Le mercredi 12 juillet 2023 le Parlement européen a adopté une résolution concernant la situation au Liban [*], sans tenir compte de l’avis de l’ensemble des partis libanais sur un point essentiel concernant le retour des réfugiés syriens vers leur mère patrie (paragraphe 13).
Par ailleurs, il a demandé d’ajouter le Hezbollah à sa liste d’organisations terroristes interdites, sans tenir compte de ses sacrifices pour libérer la terre libanaise de l’occupation israélienne et protéger ses frontières (paragraphe 15).
Globalement, il est clair que le seul point positif aux yeux du Parlement européen est l’accord du 11 octobre 2022 entre Israël et le Liban portant sur la délimitation de leur frontière maritime (paragraphe 16), car il « pourrait contribuer à la stabilité et à la prospérité des deux voisins, ainsi qu’à celle de la région dans son ensemble », alors qu’il nous faudrait croire que l’accord entre le Liban et la Syrie sur le retour volontaire des réfugiés syriens dans leur pays aurait l’effet contraire :
Paragraphe 13. souligne que les conditions ne sont pas réunies pour un retour volontaire et dans la dignité des réfugiés dans les zones de conflit en Syrie… se déclare préoccupé par la recrudescence des discours hostiles aux réfugiés de la part de partis politiques et de ministres libanais; demande instamment au Liban, en cas de mesures prises en matière de migration, de ne pas procéder à des expulsions, de ne pas imposer de mesures discriminatoires et de ne pas inciter à la haine à l’égard des réfugiés syriens…
Paragraphe 15. demande à l’Union d’ajouter le Hezbollah dans son intégralité et le Corps des gardiens de la révolution islamique à sa liste d’organisations terroristes interdites;
Paragraphe 16. salue la signature de l’accord sur la délimitation de la frontière maritime entre le Liban et Israël, et encourage les deux pays à poursuivre un dialogue constructif;
Le paragraphe 13 a suscité nombre de protestations au niveau de la majorité des acteurs politiques libanais amis ou ennemis de la Syrie.

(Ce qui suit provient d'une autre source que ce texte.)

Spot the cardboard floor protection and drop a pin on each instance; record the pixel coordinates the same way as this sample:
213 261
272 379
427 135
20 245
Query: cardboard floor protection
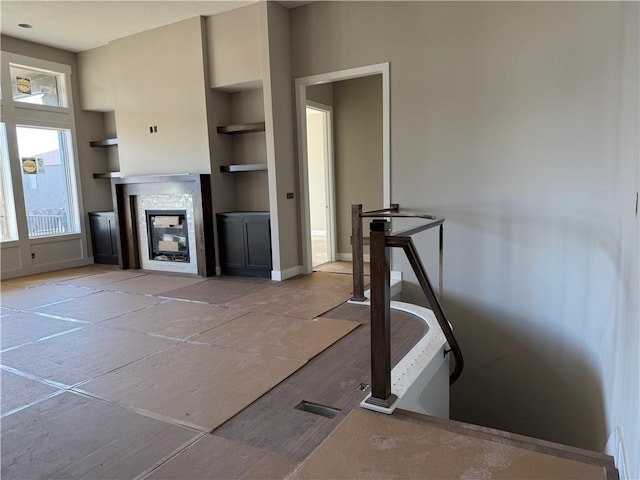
102 278
323 281
24 327
379 446
289 337
340 267
176 319
19 391
72 436
217 291
199 385
53 277
33 297
292 302
99 306
151 284
218 458
82 354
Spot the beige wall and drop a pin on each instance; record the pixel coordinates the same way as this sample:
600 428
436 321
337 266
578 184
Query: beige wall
96 194
519 123
322 93
251 188
358 151
279 119
234 53
159 80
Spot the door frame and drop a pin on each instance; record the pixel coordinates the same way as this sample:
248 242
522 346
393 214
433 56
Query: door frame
330 198
301 85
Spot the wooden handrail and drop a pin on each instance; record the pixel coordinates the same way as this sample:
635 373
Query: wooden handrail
381 242
357 241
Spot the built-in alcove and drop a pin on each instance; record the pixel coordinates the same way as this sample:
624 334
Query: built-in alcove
134 197
245 168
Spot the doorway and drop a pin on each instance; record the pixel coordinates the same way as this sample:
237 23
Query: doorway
381 70
320 182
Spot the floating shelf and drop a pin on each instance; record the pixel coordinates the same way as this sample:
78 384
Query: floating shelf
107 175
242 128
248 167
107 142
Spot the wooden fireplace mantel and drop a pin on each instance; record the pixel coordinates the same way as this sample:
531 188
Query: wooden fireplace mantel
124 191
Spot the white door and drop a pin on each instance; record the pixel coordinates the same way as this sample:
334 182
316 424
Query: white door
320 183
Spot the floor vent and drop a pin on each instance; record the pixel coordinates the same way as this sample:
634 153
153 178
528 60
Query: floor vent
317 409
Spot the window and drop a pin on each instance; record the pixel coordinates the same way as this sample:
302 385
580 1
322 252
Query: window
8 226
46 178
38 87
38 157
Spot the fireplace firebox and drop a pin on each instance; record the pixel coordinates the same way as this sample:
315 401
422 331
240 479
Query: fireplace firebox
168 235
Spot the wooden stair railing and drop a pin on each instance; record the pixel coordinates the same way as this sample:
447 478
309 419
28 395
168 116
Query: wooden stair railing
380 243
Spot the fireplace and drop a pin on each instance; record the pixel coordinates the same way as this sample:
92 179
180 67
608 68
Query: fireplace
168 235
187 196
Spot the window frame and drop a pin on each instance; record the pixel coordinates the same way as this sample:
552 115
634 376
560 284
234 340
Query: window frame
23 114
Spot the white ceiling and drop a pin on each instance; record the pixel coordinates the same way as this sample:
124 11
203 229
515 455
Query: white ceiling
80 25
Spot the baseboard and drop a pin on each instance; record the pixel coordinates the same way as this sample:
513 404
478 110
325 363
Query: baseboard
348 257
615 447
279 275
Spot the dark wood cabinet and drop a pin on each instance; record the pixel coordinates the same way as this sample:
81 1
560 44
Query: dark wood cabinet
104 237
244 241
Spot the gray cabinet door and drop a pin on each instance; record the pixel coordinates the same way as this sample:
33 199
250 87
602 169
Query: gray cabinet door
258 242
103 237
244 240
231 242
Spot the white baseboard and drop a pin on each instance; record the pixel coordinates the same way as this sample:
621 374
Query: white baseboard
279 275
615 448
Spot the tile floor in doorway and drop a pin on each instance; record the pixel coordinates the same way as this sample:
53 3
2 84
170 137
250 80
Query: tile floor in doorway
105 372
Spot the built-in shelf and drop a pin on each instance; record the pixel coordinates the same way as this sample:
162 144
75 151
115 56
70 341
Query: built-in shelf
107 142
241 128
248 167
107 175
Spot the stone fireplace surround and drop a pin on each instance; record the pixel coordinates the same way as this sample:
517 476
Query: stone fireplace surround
125 191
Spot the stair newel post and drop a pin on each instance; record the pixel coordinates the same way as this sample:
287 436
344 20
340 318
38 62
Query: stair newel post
357 251
380 316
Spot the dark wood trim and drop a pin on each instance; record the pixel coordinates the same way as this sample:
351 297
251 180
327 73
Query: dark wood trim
107 142
107 175
242 128
380 317
125 189
246 167
357 255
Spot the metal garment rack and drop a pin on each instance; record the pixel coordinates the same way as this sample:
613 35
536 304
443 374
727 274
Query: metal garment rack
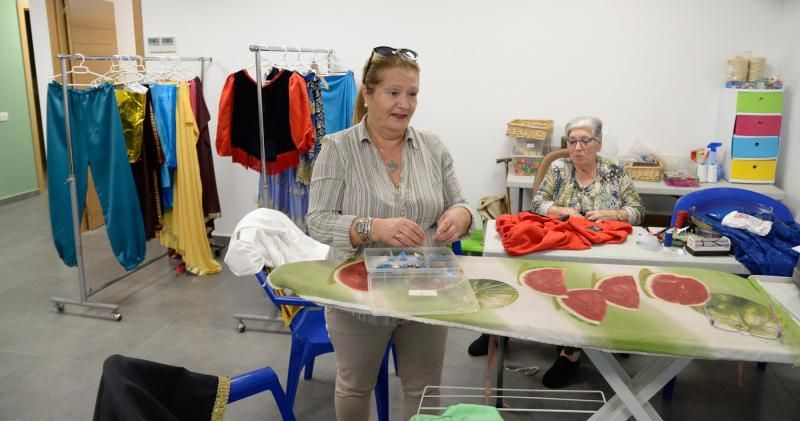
258 49
73 192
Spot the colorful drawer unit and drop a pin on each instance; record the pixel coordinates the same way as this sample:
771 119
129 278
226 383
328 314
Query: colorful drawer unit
749 126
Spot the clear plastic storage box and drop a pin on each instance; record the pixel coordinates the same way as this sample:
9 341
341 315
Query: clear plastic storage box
417 281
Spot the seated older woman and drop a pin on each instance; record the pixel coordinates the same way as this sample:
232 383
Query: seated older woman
588 185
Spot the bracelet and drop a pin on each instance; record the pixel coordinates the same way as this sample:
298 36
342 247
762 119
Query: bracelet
368 230
364 228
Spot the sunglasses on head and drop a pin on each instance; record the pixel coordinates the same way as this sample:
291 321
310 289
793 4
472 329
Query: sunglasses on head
385 51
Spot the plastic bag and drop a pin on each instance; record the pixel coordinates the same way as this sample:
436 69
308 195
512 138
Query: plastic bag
638 154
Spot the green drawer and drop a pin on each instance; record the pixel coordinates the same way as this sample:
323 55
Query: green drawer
759 102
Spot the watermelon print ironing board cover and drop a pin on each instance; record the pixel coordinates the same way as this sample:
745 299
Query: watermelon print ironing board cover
651 310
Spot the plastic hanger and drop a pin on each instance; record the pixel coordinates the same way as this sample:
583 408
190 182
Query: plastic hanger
80 69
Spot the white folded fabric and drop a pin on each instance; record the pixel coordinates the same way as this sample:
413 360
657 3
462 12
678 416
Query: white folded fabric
266 237
744 221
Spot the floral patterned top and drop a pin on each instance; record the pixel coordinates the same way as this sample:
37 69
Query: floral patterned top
611 189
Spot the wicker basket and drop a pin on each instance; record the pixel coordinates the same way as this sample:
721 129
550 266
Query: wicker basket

Nous traduisons ici la réaction de l’ancien député et rédacteur en chef du quotidien libanais Al-Binaa, M. Nasser Kandil. [NdT].
La décision prise à une écrasante majorité du Parlement européen de maintenir les réfugiés syriens au Liban équivaut à la déclaration d’un mandat colonial sur le Liban, à une violation flagrante de la souveraineté libanaise et à un engagement manifeste dans un plan hostile au Liban et à la Syrie à la fois. Il vise à modifier la démographie des deux pays et à faire de leurs économies l’otage de manipulations politiques par l’exploitation du dossier des réfugiés.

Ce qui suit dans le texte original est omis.